Overview
Now that you’re comfortable with bulk RNA-seq data analysis, we’ll shift our focus to the rapidly developing landscape of single cell RNA-seq (scRNA-seq). In this lecture, you’ll learn about the underlying technology and we’ll demonstrate how to process raw single cell data directly on your laptop (!) for importing into R/bioconductor. You’ll then use Seurat to analyze scRNA-seq data, including carrying out dimensional reduction and display using UMAP, identifying cell clusters and cluster-specific marker genes, and integrating data from multiple samples.
Learning objectives
- Understand droplet-based scRNA-seq technology
- Be able to compare and contrast single cell and bulk RNA-seq methods
- Understand cost and experimental design considerations for scRNA-seq experiments.
- Familiarity with multiplexed single cell assays (CITE-seq, ‘multiome’, TEA-seq)
- Be able to define common terms and concepts in single cell genomics
- Use Kallisto-BUStools to preprocess raw scRNA-seq data (via kb-python)
- Be able to import preprocessed data into R and create a Seurat object
- Carry out filtering using DropUtils
- Generate a Quality Control report of your scRNA-seq data directly within R
- Use standard QC metrics and plots to filter your data
- Generate clusters and visualize via UMAP dimensional reduction
- Find cluster-specific marker genes with Seurat
- Annotate unknown clusters using public databases and CellAssign and SingleR
- Integrate multiple samples and use sample details to analyze integrated data
What you need to do
Raw fastq files. You will need about 5Gb of storage space on your harddrive to accomodate this download. please do not uncompress these files (leave them as .gz files). This is data from 1000 peripheral blood mononuclear cells (PBMCs) and is one of the sample datasets provided by 10X Genomics here. I merged the separate lane files to make this simpler to work with for the course. If you are unable to carry out read mapping with Kb-Python, then you can also download the pre-processed data for 1000 PBMCs. This ensures that everyone can follow along with this lecture, regardless of whether you were able to install or use Kb-python.
Human transcriptome reference index file - this is the index you created using Kallisto way back in lecture 2. If you don’t have this, remember it’s easy to create using kallisto index.
t2g.txt - this is a human transcript-to-gene mapping file that we will use with Kallisto-Bustools to preprocess our data. This file is easy to generate with kb ref, but downloading it now will save you some time.
kb-python - You will need to have this software installed in a Conda environment on your laptop. We did this way back in lecture 1. If you are unable to install or use kb-python, just follow along with the lecture so you understand the concepts.
DIY_scRNAseq_basic.R - this is the R script that we’ll use for this lecture.
functions.R - this is the custom R function we’ll use for generating a QC report with our scRNA-seq data (see Reading material below for source).
Seurat objects - this folder contains two Seurat objects from an unpublished mouse experiment (courtesy of Chris Hunter’s lab). One sample is from a naive control mouse, while the second is from a mouse infected with the protozoan parasite, Toxoplasma gondii (14 days post-infection). We’ll use these data in the second 1/2 of the lecture to practice integration and differential gene testing between conditions.
Lecture videos
Part 1 – Intro to single cell RNA-seq (scRNA-seq)

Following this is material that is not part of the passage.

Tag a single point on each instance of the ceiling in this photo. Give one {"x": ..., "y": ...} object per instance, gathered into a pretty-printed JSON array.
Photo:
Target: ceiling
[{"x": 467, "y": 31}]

Part 2 – Practical considerations for single cell experiments
Part 3 – Pre-processing scRNA-seq data using Kallisto-bustools
Part 4 – Importing scRNA-seq data into R and carrying out basic QA analysis.
Part 5 – Dimensional reduction with UMAP, and cluster identification
Part 6 – Integration of multiple samples and working with sample metadata
Reading
Modular and efficient pre-processing of single-cell RNA-seq - describes the full Kallisto-Bustools workflow for memory efficient processing of scRNA-seq data.

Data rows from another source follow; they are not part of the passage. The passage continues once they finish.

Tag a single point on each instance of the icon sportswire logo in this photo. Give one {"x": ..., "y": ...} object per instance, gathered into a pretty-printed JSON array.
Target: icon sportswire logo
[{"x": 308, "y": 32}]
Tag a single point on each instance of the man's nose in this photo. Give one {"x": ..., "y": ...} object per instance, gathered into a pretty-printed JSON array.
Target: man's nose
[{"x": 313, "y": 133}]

The barcode, UMI, set format and BUStools, Bioinformatics - Describes the BUS format as an efficient and platform-independent way to store information from scRNA-seq data.
A curated database reveals trends in single-cell transcriptomics - describes the growing collection of scRNA-seq experiments found here, which I used to produce two of the plots in the slides for this lecture.
EmptyDrops: distinguishing cells from empty droplets in droplet-based single-cell RNA sequencing data.. - This is the paper describing the DropletUtils package that we use in this lecture to identify empty drops.
Sarah Ennis’ Github repo for preprocessing scRNA-seq data - This is the source of the custom script we use to generate the CellRanger-esque html QC report.
Probabilistic cell-type assignment of single-cell RNA-seq for tumor microenvironment profiling - Describes the CellAssign algorithm and R package that we use to identify clusters.
Reference-based analysis of lung single-cell sequencing reveals a transitional profibrotic macrophage – describes the SingleR and celldex packages that allow us to leverage bulk RNA-seq data in public repositories to curate clusters in our scRNA-seq.
Comprehensive Integration of Single-Cell Data - This 2019 paper describes the underlying statistical approach for data integration in Seurat.